The three-storey structure will have 15 flats measuring from 4.8m for the smallest.
The development is aimed at the lower-income market.
Jika Properties, which owns 350 flats in Windsor, owns a piece of vacant land in Countess Avenue where people were dumping rubbish.
Paul Lapham, chief executive of Jika, requested Citiq Property Developers to investigate what methods could be used to build a cost-effective, conventional building in an unconventional method that would still make it possible to rent the building out as convenient, compact and affordable housing.
"After extensive research was undertaken, both locally and internationally in countries such as China, Holland and England, it was identified that construction with steel containers and modular units has been used successfully for the construction of houses, office blocks, clinics, university residences and boutique hotels," Lapham said.
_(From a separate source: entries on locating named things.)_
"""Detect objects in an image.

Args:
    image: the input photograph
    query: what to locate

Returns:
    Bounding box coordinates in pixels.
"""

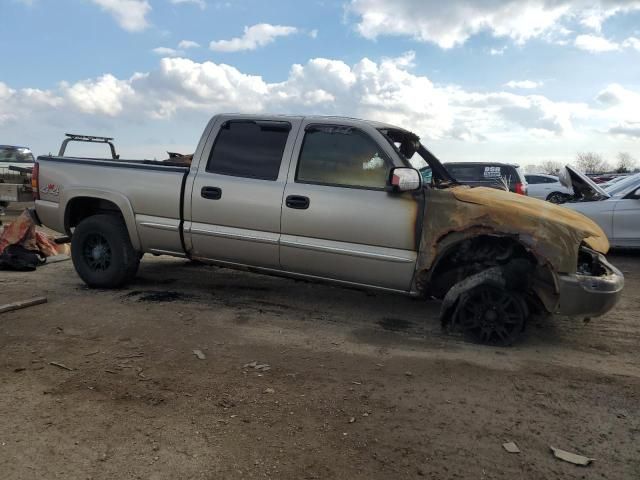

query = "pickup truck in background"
[34,115,624,344]
[0,145,35,215]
Although not yet well known as a popular building method in SA, the idea of steel containers is not new but has been tried and tested in Europe, Australia and the US, he said.
"We ran a competition involving seven architects to design plans using steel shipping containers.
"The main criteria were to design an aesthetically pleasing building that would be safe, affordable and that would stand out to uplift the Windsor area."
Plans were approved by the City of Joburg, and construction has started.
"We're very excited to be part of the team that introduces this innovative and revolutionary building method in South Africa.
Up-cycling - or the use of existing material to create a new product without destroying the existing product - is a buzzword the world over in efforts to lower the carbon footprint on Earth instead of destroying or recycling.
Using existing shipping containers as a low-energy-consumption module to create more affordable and efficient building makes sense and should be used more regularly in South Africa," Lapham said.
Although it is made from containers, there will be very little of the containers showing.
"We are basically using the shells - there will be brickwork in between, which is a pity because it would make the development different.
Another advantage is that we can construct much faster. Depending on the reaction, the company will be looking at rolling out the project in other stands in the area," he said.
Citiq Property Developers managing director Arthur Blake said: "We hope to inspire others to use this method of construction to alleviate the housing shortage in South Africa and to lead the way in showing that alternative methods of construction that can supplement conventional brickand-mortar methods to speed up the delivery of affordable housing."
Rentals will start from about R2 400 for a bachelor unit to R4 000 for a three-bedroom unit.